To help boost adult digital skills the government has launched a consultation during Get Online Week setting out plans to:
• Overhaul the current national standards setting out the core digital skills people need to get on in life and work – supporting them to use digital devices like tablets, smart phones and laptop computers, and to perform everyday activities that most people take for granted like how to navigate the internet, send an email, complete online forms and make online payments.
• Introduce improved basic digital skills qualifications at two levels – beginner and essential.
• Introduce a nationwide entitlement for all adults without basic digital skills to enrol on the new qualifications free of charge from 2020
Apprenticeships and Skills Minister Anne Milton said:
"We have a big challenge to tackle. Technology is advancing quickly, but one in five of us in the UK don’t have basic digital skills. That means it might be a struggle to send an email, search on the internet, or shop online.
"Being able to get online is so important. It opens up a whole host of information, including being able to apply for jobs.
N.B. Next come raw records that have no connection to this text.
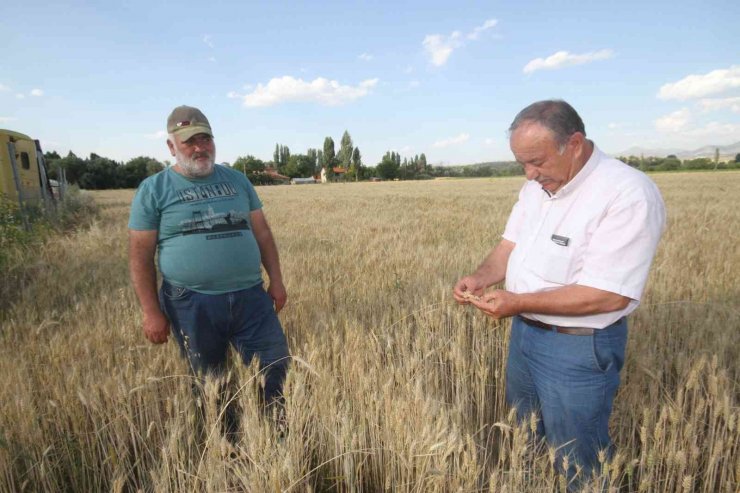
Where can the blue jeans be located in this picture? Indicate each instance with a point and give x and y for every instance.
(204, 326)
(570, 381)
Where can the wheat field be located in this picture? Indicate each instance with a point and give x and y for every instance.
(393, 386)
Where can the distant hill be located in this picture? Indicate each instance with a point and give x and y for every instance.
(725, 152)
(489, 164)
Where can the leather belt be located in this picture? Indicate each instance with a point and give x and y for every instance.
(573, 331)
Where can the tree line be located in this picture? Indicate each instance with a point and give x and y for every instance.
(98, 172)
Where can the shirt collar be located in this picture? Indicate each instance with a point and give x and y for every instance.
(581, 176)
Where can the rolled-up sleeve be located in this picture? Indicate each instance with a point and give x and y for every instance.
(622, 247)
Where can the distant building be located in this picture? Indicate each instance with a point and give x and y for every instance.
(272, 173)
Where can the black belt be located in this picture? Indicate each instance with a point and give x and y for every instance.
(573, 331)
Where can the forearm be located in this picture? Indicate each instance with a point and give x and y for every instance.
(144, 279)
(572, 300)
(143, 272)
(493, 269)
(269, 255)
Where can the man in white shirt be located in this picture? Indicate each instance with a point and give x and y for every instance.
(575, 255)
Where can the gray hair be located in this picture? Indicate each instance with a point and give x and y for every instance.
(555, 115)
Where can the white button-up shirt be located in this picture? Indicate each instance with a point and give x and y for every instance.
(600, 230)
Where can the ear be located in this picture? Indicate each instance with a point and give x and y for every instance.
(577, 141)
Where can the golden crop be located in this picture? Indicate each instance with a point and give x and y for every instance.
(394, 387)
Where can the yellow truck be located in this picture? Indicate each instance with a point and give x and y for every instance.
(23, 177)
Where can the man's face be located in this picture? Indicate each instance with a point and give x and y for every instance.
(195, 156)
(544, 161)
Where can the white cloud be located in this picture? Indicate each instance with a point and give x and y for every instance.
(439, 48)
(320, 90)
(161, 134)
(565, 59)
(714, 132)
(714, 104)
(699, 86)
(478, 30)
(675, 122)
(460, 139)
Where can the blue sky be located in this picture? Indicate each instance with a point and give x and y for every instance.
(443, 78)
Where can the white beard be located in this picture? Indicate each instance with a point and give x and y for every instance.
(192, 167)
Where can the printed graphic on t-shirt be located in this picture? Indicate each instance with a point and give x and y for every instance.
(207, 192)
(212, 221)
(226, 224)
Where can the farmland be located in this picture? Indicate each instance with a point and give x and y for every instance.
(393, 387)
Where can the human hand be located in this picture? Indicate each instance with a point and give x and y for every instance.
(156, 327)
(498, 304)
(467, 289)
(279, 295)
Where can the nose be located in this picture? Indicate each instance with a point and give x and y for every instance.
(530, 172)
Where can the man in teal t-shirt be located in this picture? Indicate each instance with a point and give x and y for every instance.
(206, 222)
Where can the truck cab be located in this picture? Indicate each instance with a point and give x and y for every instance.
(23, 177)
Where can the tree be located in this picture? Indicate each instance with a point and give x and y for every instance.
(249, 165)
(388, 167)
(345, 151)
(132, 173)
(280, 157)
(329, 157)
(313, 156)
(356, 166)
(73, 166)
(300, 165)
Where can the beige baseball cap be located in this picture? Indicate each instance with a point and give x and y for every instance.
(186, 121)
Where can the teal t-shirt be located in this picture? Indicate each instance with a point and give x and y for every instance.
(205, 238)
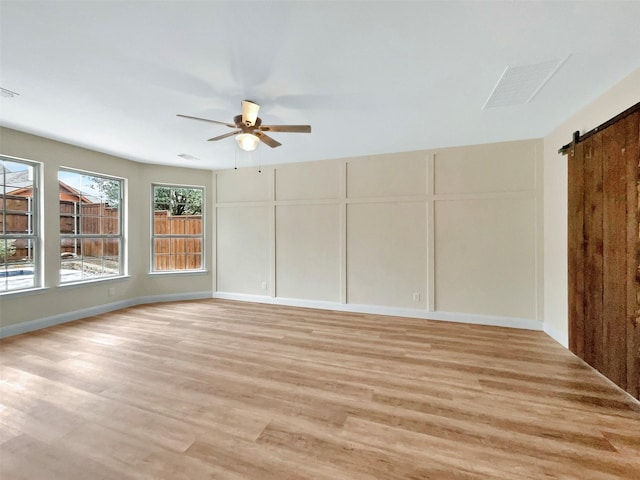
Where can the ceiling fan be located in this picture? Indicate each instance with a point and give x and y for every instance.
(249, 130)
It is also an important way to keep in touch with friends and family.
"I want people of all ages to have the skills and confidence they need for work and everyday life, so I’m thrilled to launch this consultation today to hear what you think of our plans!"
Minister for Digital Margot James said:
"Everyone should be able to take advantage of digital technology, whether it is learning how to send emails or developing specialist skills to work in a tech role.
"We have launched a Digital Inclusion Fund and a Digital Innovation Fund to help boost older people’s technology skills and attract a more diverse range of people into digital industries.
"These will also help us maintain our position as a world-leading digital economy."
The Good Things Foundation’s Chief Executive Helen Milner said:
"We’re delighted that adults who lack essential digital skills will be able to benefit from free support to gain these skills. Putting digital literacy on the same footing as English and Maths is an important step, recognising the centrality of digital skills in the modern world.
"In doing so, it is vital that we don’t leave anyone behind, and that in particular we reach and support the most excluded in society who are more likely to lack digital skills. Having a single, agreed set of national standards will also ensure that providers of digital skills are working towards the same goal: helping as many adults as possible use digital to be happier, healthier and better off."
The consultation follows the publication of the 2017 UK Digital Strategy which set out an ambition for everyone to have the core digital skills they need to fully participate in society, as well as the announcement in January of full funding for adults who need to take basic digital skills courses from 2020.
The measures will build on steps already taken to drive up the government’s digital offer including making computing a statutory national curriculum subject, and introducing a new Computer Science GCSE and A Level.
The government also recently announced a £1m Digital Skills Innovation Fund to help people from underrepresented groups gain the skills they need to work in digital roles, and the new £400,000 Digital Inclusion Fund which was launched to help older and disabled people acquire digital skills.
Innovative projects are expected to include the teaching of basic skills such as booking GP appointments online, using apps to communicate with friends and family, and making the most of search engines.
Digital skills also form a core part of all our new high quality standards for new apprenticeships and T Levels. The government is also working closely with top tech companies to develop dedicated digital apprenticeships and T Levels.